Ciri utama candi bercorak Hindu yaitu adanya ratna (hiasan berbentuk bunga teratai yang masih
kuncup) di puncaknya, relief (ukiran-ukiran yang membentuk suatu seni cerita atau ajaran) di
dinding-dindingnya, arca Trimurti, Durga mahisa suramardini, Agastya, serta Ganesha (baik dalam
bilik candi maupun relung dinding candi).

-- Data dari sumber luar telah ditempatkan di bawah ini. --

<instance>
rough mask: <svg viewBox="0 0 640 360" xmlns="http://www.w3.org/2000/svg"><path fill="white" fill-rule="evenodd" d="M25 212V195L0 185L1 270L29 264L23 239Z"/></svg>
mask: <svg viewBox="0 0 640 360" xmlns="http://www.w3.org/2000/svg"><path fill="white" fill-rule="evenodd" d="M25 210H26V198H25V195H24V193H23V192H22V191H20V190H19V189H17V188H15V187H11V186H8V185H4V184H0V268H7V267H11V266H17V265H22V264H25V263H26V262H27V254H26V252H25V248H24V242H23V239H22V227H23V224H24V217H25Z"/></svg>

Ciri utama candi bercorak Buddha adalah banyaknya patung Buddha atribut sederhana serta
bangunan stupa dengan patung Buddha di dalamnya. Selain itu, di kening Buddha selalu terdapat
bintik kecil yang disebut dengan urna (sebuah tanda yang menyimbolkan mata ketiga, yang mampu
memandang ke dunia nirwana).
b. Stupa
Bangunan stupa pada masa India Kuno digunakan sebagai makam atau tempat
penyimpanan abu kalangan bangsawan/tokoh tertentu. Berikut tiga bagian dari bangunan stupa :
1) Andah, melambangkan dunia bawah tempat manusia yang masih dikuasai hawa nafsu.
2) Yanthra, merupakan suatu benda untuk memusatkan pikiran saat bermeditasi,
3) Cakra, melambangkan nirwana tempat para dewa
Jika dibandingkan dengan di India dan Asia Timur, bangunan stupa di Indonesia memiliki
kekhasan tersendiri. Di tempat lain bangunan stupa berdiri sendiri, sedang- kan di Indonesia
bangunan stupa menjadi bagian dari candi atau kompleks candi tertentu.